Há riscos reais, também, nesse processo. No caso do Brasil esses riscos são de dupla natureza. De um lado, há o risco de investidores embarcarem em canoas tão furadas quanto aquelas que afundaram no estouro da bolha das pontocom. Podem queimar todos os recursos em projetos óbvios de etanol e não investir em novas energias todas muito promissoras para o caso do Brasil. Quando a bolha estourar – e toda bolha eventualmente explode – o dinheiro some e ficará muito mais difícil levantar recursos para esses desenvolvimentos. Aí todo mundo ficará esperando que o governo faça e ele, mergulhado nessa crise fiscal profunda e estrutural, dificilmente o fará. Falta inteligência na aplicação de incentivos e desincentivos para aproveitar o máximo dessa bolha.

De outro lado estão riscos ambientais significativos. Eles derivam dessa febre, que pode levar à implantação de culturas energéticas e usinas de bioenergia, que põem em perigo a nossa biodiversidades e nossos remanescentes de floresta e cerrado e ameaçam o Pantanal. Esses perigos se somarão aos riscos associados à forte recuperação dos preços e das vendas de soja e carne bovina brasileira. A subida do preço do milho no EUA, para produzir etanol – uma das pontas da bolha que se forma – puxou junto o preço e a demanda por soja. O crescimento do consumo aumentou a demanda por carne.

A hora da verdade

Este ano será a hora da verdade para a política do governo contra o desmatamento. As quedas de desmatamento coincidiram com a estagnação e crise da soja e da pecuária. O governo passou o tempo todo fingindo que a correlação não existe, para dar ênfase às suas ações de repressão e medidas que ainda são muito embrionárias para que se possa atribuir a elas grande papel nessa queda.

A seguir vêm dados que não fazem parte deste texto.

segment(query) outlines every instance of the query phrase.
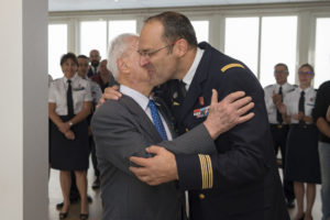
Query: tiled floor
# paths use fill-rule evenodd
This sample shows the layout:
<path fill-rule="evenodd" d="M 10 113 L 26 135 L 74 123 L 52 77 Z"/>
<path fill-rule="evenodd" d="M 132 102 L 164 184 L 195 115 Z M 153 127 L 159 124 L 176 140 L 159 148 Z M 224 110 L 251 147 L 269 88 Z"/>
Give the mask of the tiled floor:
<path fill-rule="evenodd" d="M 89 185 L 94 182 L 94 172 L 90 168 L 88 172 L 88 182 Z M 51 178 L 50 178 L 50 206 L 48 206 L 48 216 L 50 220 L 58 219 L 58 211 L 56 210 L 56 204 L 62 201 L 62 193 L 59 186 L 59 177 L 58 172 L 52 169 Z M 101 199 L 100 199 L 100 190 L 94 190 L 90 186 L 88 186 L 88 194 L 92 197 L 92 202 L 89 206 L 89 220 L 101 220 Z M 79 204 L 75 204 L 70 206 L 69 216 L 66 220 L 79 220 Z M 294 217 L 297 209 L 289 209 L 290 217 Z M 320 186 L 317 186 L 317 198 L 312 211 L 314 220 L 321 219 L 321 200 L 320 200 Z M 266 219 L 265 219 L 266 220 Z"/>

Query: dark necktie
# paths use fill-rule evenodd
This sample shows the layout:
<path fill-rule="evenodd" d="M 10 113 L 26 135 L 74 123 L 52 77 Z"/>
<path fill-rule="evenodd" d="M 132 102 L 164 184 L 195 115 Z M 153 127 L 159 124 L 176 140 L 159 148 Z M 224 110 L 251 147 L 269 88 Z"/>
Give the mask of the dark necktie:
<path fill-rule="evenodd" d="M 66 102 L 67 102 L 67 116 L 73 117 L 74 113 L 74 99 L 73 99 L 73 87 L 72 80 L 67 80 Z"/>
<path fill-rule="evenodd" d="M 154 100 L 148 100 L 147 107 L 151 110 L 153 122 L 156 127 L 156 130 L 161 134 L 162 140 L 167 141 L 166 131 L 165 131 L 164 124 L 162 122 L 162 119 L 160 117 L 160 113 L 158 113 L 158 110 L 157 110 L 157 107 L 156 107 Z"/>
<path fill-rule="evenodd" d="M 278 95 L 280 95 L 280 96 L 283 95 L 282 86 L 279 87 Z M 283 101 L 283 100 L 280 100 L 280 101 Z M 282 113 L 278 111 L 278 109 L 276 110 L 276 120 L 277 120 L 278 123 L 280 123 L 280 124 L 283 123 Z"/>
<path fill-rule="evenodd" d="M 299 105 L 298 105 L 298 111 L 302 112 L 305 114 L 305 91 L 300 92 L 300 98 L 299 98 Z M 304 120 L 299 121 L 299 124 L 305 124 Z"/>
<path fill-rule="evenodd" d="M 180 92 L 183 95 L 183 98 L 186 98 L 187 89 L 186 89 L 186 84 L 183 80 L 179 80 L 179 87 L 180 87 Z"/>

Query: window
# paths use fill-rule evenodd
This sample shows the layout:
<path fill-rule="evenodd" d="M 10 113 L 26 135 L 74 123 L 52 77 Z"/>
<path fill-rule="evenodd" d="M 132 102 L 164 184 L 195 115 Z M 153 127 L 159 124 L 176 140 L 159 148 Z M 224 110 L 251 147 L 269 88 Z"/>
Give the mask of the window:
<path fill-rule="evenodd" d="M 91 50 L 98 50 L 102 59 L 107 57 L 107 22 L 84 21 L 80 22 L 80 52 L 89 56 Z"/>
<path fill-rule="evenodd" d="M 48 74 L 53 79 L 63 77 L 59 61 L 67 53 L 67 24 L 48 25 Z"/>
<path fill-rule="evenodd" d="M 123 33 L 136 34 L 136 21 L 109 21 L 109 31 L 108 31 L 108 43 L 110 46 L 111 41 Z"/>
<path fill-rule="evenodd" d="M 191 21 L 195 29 L 197 42 L 209 42 L 209 21 Z"/>
<path fill-rule="evenodd" d="M 256 75 L 258 18 L 227 18 L 224 53 L 243 62 Z"/>
<path fill-rule="evenodd" d="M 315 48 L 315 80 L 318 88 L 330 79 L 330 18 L 317 19 Z"/>
<path fill-rule="evenodd" d="M 297 53 L 297 16 L 262 18 L 260 81 L 274 84 L 274 66 L 284 63 L 289 68 L 288 82 L 295 84 Z"/>

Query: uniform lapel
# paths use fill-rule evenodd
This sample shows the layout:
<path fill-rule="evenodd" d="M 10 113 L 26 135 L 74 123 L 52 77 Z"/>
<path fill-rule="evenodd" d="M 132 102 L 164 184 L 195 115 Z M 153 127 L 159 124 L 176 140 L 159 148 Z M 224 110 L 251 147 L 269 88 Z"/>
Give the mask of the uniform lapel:
<path fill-rule="evenodd" d="M 183 121 L 187 114 L 194 113 L 193 107 L 195 106 L 196 101 L 198 101 L 198 98 L 202 95 L 202 84 L 205 82 L 208 76 L 208 66 L 206 66 L 206 64 L 208 62 L 207 59 L 209 58 L 210 55 L 207 53 L 206 50 L 197 67 L 191 85 L 189 86 L 184 103 L 180 107 L 180 121 Z"/>
<path fill-rule="evenodd" d="M 156 102 L 158 111 L 163 116 L 163 118 L 168 127 L 172 138 L 175 139 L 177 136 L 175 129 L 174 129 L 174 120 L 175 119 L 174 119 L 173 114 L 170 113 L 169 108 L 166 106 L 166 103 L 163 99 L 161 99 L 158 97 L 154 97 L 154 100 Z"/>
<path fill-rule="evenodd" d="M 135 117 L 138 123 L 150 135 L 151 140 L 155 143 L 162 142 L 162 138 L 153 122 L 131 97 L 123 95 L 119 101 Z"/>

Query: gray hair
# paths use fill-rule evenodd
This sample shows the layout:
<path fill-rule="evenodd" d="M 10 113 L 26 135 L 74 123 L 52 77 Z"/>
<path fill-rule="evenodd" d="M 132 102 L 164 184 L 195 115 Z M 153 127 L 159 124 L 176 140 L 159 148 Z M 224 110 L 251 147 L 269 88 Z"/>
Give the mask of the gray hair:
<path fill-rule="evenodd" d="M 117 79 L 119 75 L 119 69 L 117 67 L 117 61 L 121 58 L 127 52 L 129 45 L 127 41 L 131 37 L 139 37 L 136 34 L 124 33 L 118 35 L 111 41 L 109 52 L 108 52 L 108 69 L 112 73 L 112 76 Z"/>

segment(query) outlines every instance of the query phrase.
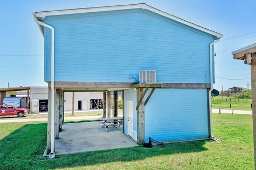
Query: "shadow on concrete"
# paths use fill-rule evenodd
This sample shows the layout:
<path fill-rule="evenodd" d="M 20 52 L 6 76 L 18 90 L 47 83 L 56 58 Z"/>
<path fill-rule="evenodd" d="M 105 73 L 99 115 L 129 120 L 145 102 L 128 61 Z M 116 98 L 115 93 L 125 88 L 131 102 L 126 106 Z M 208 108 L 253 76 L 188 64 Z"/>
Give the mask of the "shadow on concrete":
<path fill-rule="evenodd" d="M 164 148 L 155 146 L 146 148 L 139 146 L 57 155 L 55 159 L 49 160 L 42 157 L 46 147 L 47 124 L 31 123 L 22 126 L 22 123 L 0 123 L 0 130 L 16 129 L 0 141 L 0 169 L 68 168 L 207 150 L 203 146 L 205 141 L 199 141 L 165 144 Z M 15 126 L 19 126 L 17 125 L 20 128 L 16 129 Z M 6 129 L 8 128 L 10 130 Z"/>

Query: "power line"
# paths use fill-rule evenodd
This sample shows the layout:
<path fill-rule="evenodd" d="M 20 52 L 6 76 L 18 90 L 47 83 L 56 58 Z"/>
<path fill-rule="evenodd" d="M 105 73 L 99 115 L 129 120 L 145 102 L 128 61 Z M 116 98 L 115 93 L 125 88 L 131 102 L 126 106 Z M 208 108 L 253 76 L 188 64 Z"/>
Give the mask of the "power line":
<path fill-rule="evenodd" d="M 1 56 L 43 56 L 43 55 L 5 55 L 0 54 Z"/>
<path fill-rule="evenodd" d="M 225 80 L 246 80 L 246 79 L 251 79 L 251 78 L 242 78 L 242 79 L 228 79 L 228 78 L 221 78 L 220 76 L 215 76 L 215 77 L 219 78 L 219 79 L 225 79 Z"/>
<path fill-rule="evenodd" d="M 253 34 L 253 33 L 256 33 L 256 31 L 251 32 L 243 34 L 243 35 L 231 37 L 228 38 L 226 38 L 226 39 L 221 39 L 220 41 L 225 41 L 225 40 L 228 40 L 228 39 L 235 38 L 237 38 L 237 37 L 243 37 L 243 36 L 247 36 L 247 35 L 249 35 L 250 34 Z"/>
<path fill-rule="evenodd" d="M 0 67 L 42 67 L 43 65 L 11 65 L 11 66 L 1 66 Z"/>

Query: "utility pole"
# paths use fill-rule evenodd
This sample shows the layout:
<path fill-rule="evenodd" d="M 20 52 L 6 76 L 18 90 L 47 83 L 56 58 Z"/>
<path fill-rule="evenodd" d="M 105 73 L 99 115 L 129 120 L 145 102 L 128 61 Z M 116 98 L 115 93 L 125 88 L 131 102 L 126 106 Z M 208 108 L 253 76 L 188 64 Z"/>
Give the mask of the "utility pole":
<path fill-rule="evenodd" d="M 249 82 L 247 82 L 247 100 L 249 99 Z"/>
<path fill-rule="evenodd" d="M 223 86 L 222 86 L 222 99 L 223 99 Z"/>

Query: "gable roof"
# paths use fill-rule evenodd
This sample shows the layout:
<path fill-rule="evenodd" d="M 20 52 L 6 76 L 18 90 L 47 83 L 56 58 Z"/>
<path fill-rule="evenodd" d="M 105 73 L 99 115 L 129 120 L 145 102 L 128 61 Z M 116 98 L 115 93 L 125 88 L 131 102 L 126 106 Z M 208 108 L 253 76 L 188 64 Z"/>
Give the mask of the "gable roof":
<path fill-rule="evenodd" d="M 130 5 L 108 6 L 96 7 L 62 10 L 46 11 L 36 12 L 33 13 L 33 14 L 35 17 L 36 17 L 38 19 L 41 18 L 41 19 L 43 19 L 44 18 L 45 18 L 46 16 L 73 14 L 78 14 L 78 13 L 83 13 L 102 12 L 102 11 L 122 10 L 129 10 L 129 9 L 135 9 L 135 8 L 141 8 L 141 9 L 149 10 L 153 12 L 158 14 L 161 15 L 171 19 L 173 20 L 182 23 L 185 25 L 195 28 L 197 30 L 201 30 L 202 31 L 205 32 L 210 35 L 212 35 L 214 36 L 215 36 L 217 37 L 217 39 L 219 39 L 222 37 L 222 35 L 219 33 L 207 29 L 201 26 L 196 25 L 189 21 L 184 20 L 174 15 L 171 15 L 167 13 L 164 12 L 158 9 L 155 8 L 149 5 L 148 5 L 146 4 L 130 4 Z"/>

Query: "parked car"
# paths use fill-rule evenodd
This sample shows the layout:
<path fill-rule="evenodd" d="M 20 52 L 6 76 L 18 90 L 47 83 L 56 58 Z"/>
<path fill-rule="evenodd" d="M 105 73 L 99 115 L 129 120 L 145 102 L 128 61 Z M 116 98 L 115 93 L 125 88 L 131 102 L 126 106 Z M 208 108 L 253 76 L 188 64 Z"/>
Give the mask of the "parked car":
<path fill-rule="evenodd" d="M 23 117 L 27 115 L 28 110 L 25 108 L 18 108 L 12 105 L 0 105 L 0 116 L 14 116 Z"/>

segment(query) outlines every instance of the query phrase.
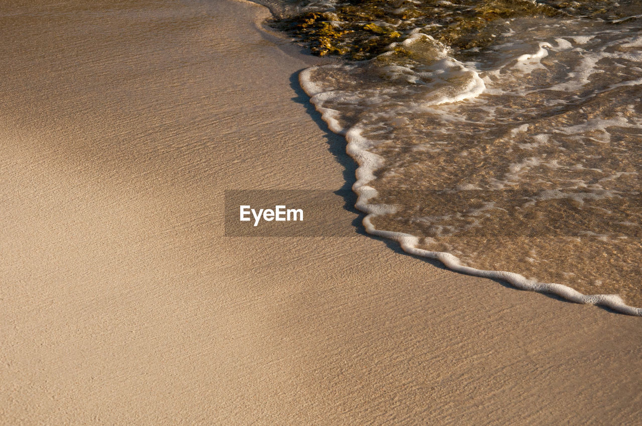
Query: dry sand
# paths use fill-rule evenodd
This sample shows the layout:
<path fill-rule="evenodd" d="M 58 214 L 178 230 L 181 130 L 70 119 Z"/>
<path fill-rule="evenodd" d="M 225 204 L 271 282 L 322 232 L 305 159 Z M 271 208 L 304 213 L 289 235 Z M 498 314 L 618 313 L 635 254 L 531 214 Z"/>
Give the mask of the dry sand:
<path fill-rule="evenodd" d="M 223 235 L 226 189 L 353 179 L 266 13 L 0 5 L 0 423 L 639 424 L 639 318 Z"/>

Agora é que se verá se o governo tem mesmo nas mãos instrumentos realmente eficazes para enfrentar a fúria dos grileiros e desmatadores, que formam a ala de frente do avanço do agronegócio sobre a floresta amazônica, o Pantanal e o cerrado. A esse forçamento já tradicional, que devasta, em média 20 mil quilômetros quadrados só de floresta amazônica, virá se somar a pressão da expansão da cana para mais álcool, da demanda por soja e outras oleaginosas para biodiesel. Pode ajudar a salvar as cotas de carbono no EUA e na Europa e nos colocar na triste condição de estupradores do que resta de mata e cerrado no Brasil. Por falar nisso, o governador Blairo Maggi, desativou a polícia florestal do Mato Grosso. Ele alega que é por causa da necessidade de mais policiamento por causa da violência urbana. Deve estar com medo do PCC.